Single transformation matrix of $A \circ B$ and $B \circ A$ with certain conditions

Question

Let $A$ is 2x1 translation matrix and $B$ is 2x2 matrix of reflection or rotation matrix (reflection, rotation, etc.).

Suppose I want to find the mapping of a $y=mx+c$ line and the mapping is done by two steps. I know about how to differentiate between $A \circ B$ and $B \circ A$. Thus $A \circ B=A \cdot B$ and $B \circ A=B \cdot A$.

Usually if the both matrices have 2x2 matrix, I could find the single transformation matrix by multiply both matrices, inverse the multiplication, and substitute the values to original line. But not with 2x1 and 2x2 matrices.

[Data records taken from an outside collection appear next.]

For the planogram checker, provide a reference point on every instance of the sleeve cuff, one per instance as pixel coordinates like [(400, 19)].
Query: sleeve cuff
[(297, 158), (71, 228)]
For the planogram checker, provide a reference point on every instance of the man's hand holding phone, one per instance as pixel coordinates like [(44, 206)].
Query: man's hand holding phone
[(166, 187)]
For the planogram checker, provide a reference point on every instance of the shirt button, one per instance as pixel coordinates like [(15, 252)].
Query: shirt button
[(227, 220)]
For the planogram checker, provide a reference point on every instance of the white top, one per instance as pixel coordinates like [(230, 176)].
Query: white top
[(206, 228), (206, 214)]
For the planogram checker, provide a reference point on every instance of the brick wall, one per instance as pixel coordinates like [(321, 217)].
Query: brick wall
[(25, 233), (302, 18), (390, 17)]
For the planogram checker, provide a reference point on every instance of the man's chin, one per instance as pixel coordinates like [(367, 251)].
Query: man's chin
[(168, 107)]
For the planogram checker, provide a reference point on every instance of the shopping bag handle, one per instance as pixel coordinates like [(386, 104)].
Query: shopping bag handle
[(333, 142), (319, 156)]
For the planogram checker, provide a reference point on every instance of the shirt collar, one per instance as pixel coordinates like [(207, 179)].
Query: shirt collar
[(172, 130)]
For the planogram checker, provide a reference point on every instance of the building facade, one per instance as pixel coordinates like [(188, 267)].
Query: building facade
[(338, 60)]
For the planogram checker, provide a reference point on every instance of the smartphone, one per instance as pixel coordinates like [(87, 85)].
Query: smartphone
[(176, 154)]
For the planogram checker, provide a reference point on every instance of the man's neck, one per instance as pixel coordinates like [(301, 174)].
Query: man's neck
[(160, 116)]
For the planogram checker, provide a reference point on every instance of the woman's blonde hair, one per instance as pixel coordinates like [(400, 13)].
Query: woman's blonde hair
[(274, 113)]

1. I'd like to know how do you make single transformation matrix of $A \circ B$ and $B \circ A$.

2. I'd like also to know how do you make single transformation of $A \circ B$ and $B \circ A$ with $A$ is 2x2 translation matrix and $B$ is matrix of reflection about $y=mx$ with $M_{y=mx}=\frac{1}{1+m^{2}} \begin{pmatrix} 1-m^{2} & 2m \\ 2m & m^{2}-1 \end{pmatrix}$ with $m$ as gradient of $y=mx$ line.

Detail help is appreciated! Thanks.

Answer 1

I think the difficulty here is that translation by a fixed vector isn't a linear transformation. One way to see this is that a sum of translates isn't the translate of the sum.

Thus not going to be able to cook up a matrix to get the job done.

Answer 2

Translation is not a linear map, but can still be represented by a matrix by adding one new coordinate and setting it equal to$~1$. In your example you are dealing with a plane, so you have two coordinates $x,y$ say; you add a third coordinate $z$ and force it to be equal to$~1$. In other words you identify your (affine) plane with $P=\{\,(x,y,z)\in\Bbb R^3\mid z=1\,\}$. You are only interested in linear transformations of $\Bbb R^3$ that globally stabilise the plane $P$, which means that the last row of their matrices must be $(0~~0~~1)$. Now you can see that you can realise your translations respectively (rotation, reflection) maps that fix a chosen origin $O=(0,0,1)\in P$ by matrices of the form $$ A=\pmatrix{0&0&a_1\\0&0&a_2\\0&0&1} \text{ respectively } B=\pmatrix{b_{1,1}&b_{1,2}&0\\b_{2,1}&b_{2,2}&0\\0&0&1}, $$ whose action restricted to $P$ has the desired effect. Now composition of maps is given simply by matrix multiplication. Note that $A\cdot B$ and $B\cdot A$ differ in general, as expected.